Cook the potatoes: Drain the bacon grease and wipe the skillet clean. Add olive oil and heat. Add potatoes in a single layer and cook without stirring for a few minutes to get a nice sear. Flip and cook until browned and nearly tender, about 10–15 minutes.
Season the potatoes: In the last minute of cooking, sprinkle potatoes with garlic powder, onion powder, and salt. Stir to combine.

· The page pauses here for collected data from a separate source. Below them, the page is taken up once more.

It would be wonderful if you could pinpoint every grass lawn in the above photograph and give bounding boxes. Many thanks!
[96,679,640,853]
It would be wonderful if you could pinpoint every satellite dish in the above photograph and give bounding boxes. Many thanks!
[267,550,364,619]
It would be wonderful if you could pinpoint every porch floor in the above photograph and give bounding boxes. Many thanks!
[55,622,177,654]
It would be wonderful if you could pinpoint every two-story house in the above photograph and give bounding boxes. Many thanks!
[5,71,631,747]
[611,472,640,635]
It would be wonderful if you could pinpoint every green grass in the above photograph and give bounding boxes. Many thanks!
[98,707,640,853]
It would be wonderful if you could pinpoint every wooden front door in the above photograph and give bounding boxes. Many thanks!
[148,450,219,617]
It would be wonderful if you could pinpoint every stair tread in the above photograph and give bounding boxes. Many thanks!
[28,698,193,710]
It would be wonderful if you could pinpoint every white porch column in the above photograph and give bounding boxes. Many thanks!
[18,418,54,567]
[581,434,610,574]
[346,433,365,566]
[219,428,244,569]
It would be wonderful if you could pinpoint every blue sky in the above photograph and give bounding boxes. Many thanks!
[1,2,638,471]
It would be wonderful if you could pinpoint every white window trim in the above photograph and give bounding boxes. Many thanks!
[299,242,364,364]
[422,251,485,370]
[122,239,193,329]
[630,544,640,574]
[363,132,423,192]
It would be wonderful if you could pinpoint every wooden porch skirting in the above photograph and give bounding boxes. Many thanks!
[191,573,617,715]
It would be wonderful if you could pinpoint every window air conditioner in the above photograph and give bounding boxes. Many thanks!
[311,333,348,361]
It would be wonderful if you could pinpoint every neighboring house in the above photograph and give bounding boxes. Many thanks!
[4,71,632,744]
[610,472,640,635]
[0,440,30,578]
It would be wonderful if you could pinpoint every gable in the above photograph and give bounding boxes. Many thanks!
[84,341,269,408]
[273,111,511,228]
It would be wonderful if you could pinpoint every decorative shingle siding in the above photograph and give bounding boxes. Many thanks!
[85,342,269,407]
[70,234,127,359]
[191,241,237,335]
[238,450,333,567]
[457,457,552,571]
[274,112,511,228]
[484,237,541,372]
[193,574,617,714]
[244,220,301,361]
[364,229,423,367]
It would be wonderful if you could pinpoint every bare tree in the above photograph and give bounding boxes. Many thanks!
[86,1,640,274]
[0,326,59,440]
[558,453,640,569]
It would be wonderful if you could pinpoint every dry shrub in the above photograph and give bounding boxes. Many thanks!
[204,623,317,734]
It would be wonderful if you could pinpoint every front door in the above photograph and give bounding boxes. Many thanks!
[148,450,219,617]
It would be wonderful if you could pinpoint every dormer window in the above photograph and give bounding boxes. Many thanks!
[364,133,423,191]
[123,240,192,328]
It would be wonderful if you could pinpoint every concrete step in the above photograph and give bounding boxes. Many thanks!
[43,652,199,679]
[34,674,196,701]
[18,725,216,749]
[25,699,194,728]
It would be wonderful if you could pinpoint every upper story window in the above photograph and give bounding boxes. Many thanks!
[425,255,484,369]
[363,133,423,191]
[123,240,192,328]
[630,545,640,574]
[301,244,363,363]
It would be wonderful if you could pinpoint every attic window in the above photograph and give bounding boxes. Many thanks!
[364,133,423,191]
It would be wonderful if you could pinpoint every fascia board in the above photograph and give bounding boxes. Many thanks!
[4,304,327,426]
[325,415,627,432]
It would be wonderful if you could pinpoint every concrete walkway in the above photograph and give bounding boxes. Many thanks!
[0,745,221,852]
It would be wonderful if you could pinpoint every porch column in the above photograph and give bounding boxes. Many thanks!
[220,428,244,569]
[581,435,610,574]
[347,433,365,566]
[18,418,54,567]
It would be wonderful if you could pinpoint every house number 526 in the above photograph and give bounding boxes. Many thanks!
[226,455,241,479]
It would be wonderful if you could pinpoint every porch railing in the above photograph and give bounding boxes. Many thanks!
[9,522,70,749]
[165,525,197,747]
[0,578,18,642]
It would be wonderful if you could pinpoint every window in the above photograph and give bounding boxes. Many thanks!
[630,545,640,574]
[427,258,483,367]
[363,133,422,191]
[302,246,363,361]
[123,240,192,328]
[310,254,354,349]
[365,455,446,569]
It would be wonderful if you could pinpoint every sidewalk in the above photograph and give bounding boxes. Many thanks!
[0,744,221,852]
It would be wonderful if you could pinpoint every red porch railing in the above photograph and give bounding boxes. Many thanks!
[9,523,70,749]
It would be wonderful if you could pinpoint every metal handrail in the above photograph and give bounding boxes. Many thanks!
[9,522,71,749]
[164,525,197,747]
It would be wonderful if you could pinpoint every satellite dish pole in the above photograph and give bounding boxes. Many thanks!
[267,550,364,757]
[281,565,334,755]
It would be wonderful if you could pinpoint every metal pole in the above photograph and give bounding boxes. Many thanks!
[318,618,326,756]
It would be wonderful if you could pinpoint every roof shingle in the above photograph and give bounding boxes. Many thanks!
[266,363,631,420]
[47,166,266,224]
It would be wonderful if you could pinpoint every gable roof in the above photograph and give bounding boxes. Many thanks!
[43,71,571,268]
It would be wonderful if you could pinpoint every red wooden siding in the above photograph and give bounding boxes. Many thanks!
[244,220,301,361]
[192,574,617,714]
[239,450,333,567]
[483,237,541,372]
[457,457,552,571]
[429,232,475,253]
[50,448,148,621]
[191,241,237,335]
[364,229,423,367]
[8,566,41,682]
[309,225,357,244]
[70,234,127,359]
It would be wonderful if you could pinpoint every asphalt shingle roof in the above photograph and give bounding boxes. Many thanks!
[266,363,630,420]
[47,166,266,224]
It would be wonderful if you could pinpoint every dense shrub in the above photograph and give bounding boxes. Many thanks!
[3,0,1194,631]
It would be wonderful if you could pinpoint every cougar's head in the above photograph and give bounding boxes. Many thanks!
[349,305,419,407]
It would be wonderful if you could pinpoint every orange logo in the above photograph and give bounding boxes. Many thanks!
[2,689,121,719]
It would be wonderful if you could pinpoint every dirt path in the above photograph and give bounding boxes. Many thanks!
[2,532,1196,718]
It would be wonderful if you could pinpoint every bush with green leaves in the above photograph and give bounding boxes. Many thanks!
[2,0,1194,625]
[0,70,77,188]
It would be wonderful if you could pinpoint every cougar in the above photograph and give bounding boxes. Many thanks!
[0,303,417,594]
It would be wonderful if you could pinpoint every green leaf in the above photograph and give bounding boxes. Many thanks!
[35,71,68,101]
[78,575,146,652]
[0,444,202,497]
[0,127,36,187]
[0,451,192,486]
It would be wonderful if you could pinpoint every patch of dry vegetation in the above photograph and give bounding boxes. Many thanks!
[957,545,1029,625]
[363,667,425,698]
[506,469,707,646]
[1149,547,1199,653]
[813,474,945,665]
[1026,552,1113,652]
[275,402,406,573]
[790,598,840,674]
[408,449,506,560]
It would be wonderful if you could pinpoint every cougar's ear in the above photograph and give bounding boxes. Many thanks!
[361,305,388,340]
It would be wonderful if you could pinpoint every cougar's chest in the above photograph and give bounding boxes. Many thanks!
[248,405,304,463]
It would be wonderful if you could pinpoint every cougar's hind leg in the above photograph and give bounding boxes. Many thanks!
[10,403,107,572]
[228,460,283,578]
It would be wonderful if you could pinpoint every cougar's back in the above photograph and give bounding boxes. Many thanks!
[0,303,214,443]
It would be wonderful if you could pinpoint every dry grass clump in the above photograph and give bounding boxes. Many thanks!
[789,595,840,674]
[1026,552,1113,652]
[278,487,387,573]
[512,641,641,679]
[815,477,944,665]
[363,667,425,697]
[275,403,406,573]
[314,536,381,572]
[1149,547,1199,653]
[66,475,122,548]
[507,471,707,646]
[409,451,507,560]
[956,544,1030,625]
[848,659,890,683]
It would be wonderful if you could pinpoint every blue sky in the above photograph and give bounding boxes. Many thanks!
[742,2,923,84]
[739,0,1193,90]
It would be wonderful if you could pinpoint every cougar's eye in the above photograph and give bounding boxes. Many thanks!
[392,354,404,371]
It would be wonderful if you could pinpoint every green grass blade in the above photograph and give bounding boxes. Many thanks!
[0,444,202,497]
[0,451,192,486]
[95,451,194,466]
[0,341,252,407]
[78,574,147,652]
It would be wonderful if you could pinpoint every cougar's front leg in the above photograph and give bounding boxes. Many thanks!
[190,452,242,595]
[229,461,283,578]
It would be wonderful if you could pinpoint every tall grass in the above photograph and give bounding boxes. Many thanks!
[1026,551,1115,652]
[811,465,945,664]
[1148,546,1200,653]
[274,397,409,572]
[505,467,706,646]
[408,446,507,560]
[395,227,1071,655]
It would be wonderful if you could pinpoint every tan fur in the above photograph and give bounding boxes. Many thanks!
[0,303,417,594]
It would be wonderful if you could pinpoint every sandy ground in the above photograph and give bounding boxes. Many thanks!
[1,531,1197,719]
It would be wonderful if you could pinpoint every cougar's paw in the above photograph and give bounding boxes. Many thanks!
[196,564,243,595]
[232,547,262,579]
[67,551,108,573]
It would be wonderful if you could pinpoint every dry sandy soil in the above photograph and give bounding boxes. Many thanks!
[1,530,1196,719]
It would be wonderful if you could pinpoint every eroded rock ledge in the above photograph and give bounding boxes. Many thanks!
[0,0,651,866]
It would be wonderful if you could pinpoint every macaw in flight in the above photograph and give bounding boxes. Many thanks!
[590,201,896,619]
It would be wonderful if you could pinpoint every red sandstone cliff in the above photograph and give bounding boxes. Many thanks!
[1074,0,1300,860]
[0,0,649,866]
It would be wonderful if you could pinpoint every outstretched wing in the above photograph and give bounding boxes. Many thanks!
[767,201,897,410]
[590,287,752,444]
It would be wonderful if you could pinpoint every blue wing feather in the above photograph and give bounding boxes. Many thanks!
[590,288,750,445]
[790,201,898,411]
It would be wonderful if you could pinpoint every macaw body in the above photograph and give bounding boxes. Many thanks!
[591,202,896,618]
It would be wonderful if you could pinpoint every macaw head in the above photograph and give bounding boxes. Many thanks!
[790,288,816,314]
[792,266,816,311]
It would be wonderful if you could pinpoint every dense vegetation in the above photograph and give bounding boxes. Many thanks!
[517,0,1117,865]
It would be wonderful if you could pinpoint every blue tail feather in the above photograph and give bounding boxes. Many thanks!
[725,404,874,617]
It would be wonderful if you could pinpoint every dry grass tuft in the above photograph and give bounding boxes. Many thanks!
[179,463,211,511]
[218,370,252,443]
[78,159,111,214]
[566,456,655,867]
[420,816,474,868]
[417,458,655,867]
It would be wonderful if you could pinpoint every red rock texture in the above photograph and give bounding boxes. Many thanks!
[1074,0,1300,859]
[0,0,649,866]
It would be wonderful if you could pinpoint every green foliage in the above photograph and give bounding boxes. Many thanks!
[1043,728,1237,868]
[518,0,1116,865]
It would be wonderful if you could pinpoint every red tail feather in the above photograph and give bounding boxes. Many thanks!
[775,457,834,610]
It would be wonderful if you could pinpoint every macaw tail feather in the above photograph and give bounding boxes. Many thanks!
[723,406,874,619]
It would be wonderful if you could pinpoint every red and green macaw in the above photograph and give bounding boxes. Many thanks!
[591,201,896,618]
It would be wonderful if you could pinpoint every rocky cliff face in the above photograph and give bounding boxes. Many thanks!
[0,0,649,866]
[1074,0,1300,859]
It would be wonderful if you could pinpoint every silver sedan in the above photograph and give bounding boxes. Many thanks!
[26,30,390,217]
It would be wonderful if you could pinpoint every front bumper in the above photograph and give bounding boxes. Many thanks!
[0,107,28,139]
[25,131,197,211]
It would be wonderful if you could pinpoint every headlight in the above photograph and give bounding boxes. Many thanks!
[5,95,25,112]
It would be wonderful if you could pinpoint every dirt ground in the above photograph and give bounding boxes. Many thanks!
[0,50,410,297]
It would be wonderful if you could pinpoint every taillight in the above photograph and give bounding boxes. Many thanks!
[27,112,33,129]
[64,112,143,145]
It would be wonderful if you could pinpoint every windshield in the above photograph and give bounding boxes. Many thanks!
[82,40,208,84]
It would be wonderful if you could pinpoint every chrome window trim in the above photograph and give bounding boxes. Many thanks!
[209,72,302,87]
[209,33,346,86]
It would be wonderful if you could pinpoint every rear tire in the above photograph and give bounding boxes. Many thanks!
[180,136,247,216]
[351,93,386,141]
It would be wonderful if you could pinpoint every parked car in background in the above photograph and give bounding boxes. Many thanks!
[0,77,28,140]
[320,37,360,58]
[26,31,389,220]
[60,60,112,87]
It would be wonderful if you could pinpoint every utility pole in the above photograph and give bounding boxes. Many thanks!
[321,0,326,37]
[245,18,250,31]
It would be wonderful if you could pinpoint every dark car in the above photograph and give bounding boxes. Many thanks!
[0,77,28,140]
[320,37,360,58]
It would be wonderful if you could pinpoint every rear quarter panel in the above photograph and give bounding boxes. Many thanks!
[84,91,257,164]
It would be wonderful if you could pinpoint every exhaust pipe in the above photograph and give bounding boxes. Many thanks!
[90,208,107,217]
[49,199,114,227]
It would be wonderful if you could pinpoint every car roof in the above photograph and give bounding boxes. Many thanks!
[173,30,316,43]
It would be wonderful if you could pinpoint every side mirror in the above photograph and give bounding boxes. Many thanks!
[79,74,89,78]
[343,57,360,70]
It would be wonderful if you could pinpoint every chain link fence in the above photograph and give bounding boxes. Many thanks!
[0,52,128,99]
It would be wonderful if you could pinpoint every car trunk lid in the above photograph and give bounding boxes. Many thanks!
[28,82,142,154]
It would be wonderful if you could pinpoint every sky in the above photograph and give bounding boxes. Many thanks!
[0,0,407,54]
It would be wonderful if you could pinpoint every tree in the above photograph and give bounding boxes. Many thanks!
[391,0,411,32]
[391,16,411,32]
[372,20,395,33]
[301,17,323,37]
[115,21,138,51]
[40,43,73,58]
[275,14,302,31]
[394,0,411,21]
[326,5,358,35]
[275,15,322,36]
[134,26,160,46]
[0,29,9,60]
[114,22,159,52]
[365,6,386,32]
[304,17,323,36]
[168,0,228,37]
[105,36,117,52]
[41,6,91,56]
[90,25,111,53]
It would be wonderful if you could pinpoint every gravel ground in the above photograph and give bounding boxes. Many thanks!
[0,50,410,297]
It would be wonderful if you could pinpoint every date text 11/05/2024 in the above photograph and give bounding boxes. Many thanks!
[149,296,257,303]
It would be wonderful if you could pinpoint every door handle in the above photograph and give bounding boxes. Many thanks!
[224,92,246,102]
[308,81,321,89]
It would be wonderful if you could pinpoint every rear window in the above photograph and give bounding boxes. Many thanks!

Add bacon and chives: Mix in the cooked bacon and chives or green onions evenly throughout the potatoes.
Create egg nests: Move the potato mixture to form 4 small wells in the skillet. Crack one egg into each well.
Cook the eggs: Cover the skillet and cook until eggs reach your desired doneness. For runny yolks, cook until whites are set but yolks are jiggly; for firmer eggs, cook longer.
Finish and serve: Sprinkle with shredded cheddar and fresh black pepper. Divide into 4 portions and enjoy warm.
Even cooking: Cut potatoes into uniform pieces so they cook evenly.
Crispier bacon: Use center-cut bacon for less grease and crispier texture.
Add flavor: A pinch of smoked paprika or chili flakes can add a nice kick.
Meal prep: Make a double batch of potatoes and store cooked bacon separately for a quick breakfast all week.